In perhaps the most striking excerpt, Trump admitted on a Feb. 7 call with Woodward that coronavirus was deadly and airborne, while he continued to publicly claim it was no worse than the seasonal flu and would magically disappear.

Discussing that phone call, Woodward said Trump was told on Jan. 28 by Deputy National Security Adviser Matt Pottinger that the pandemic would be akin to the 1918 Spanish Flu that killed hundreds of thousands of people in America.

“It was a stunning moment in the Trump presidency and, I think, in American history. Because he then went on to publicly dismiss the virus. And he knew that this was a pandemic coming,” he said.

Trump has justified his actions by saying he did not want to “panic” the public, a point he made to Woodward in their conversations, 

Woodward in the “60 Minutes” interview also discussed his conversations with Trump after the May 25 death of George Floyd at the hands of Minneapolis police, which reignited the Black Lives Matter movement around the country and sparked ongoing demonstrations demanding an end to systematic racism. 

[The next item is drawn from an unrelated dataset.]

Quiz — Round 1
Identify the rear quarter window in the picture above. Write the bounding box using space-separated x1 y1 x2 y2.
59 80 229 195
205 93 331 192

Woodward said Trump ridiculed him for reflecting on the basis of the movement. In a recording of that conversation, Trump said he didn’t feel at all that white privilege had isolated him from understanding the plight of Black people:

WOODWARD: And do you have any sense that that privilege has isolated and put you in a cave, to a certain extent, as it put me – and I think lots of White, privileged people – in a cave and that we have to work our way out of it to understand the anger and the pain, particularly, Black people feel in this country? Do you see?
TRUMP: No. You, you really drank the Kool-Aid, didn’t you? Just listen to you, wow. No, I don’t feel that at all.

Trump, who routinely gives himself top marks for his poor management of the coronavirus pandemic, told Woodward in an Aug. 14 call that “nothing more could have been done” to prevent the disastrous effects of the outbreak.

Woodward told Pelley that comment particularly shocked him.

“Does he remember what he told me, back in February, about, it’s more deadly than the flu?” he said. “I mean it almost took my breath away, that there was such certainty, when he was absolutely wrong about the issue that defines the position of this country right now.”

When he told the president that he made tough judgments about him in the book, Woodward said Trump tweeted an hour-and-a-half later that the “Bob Woodward book is gonna be fake.”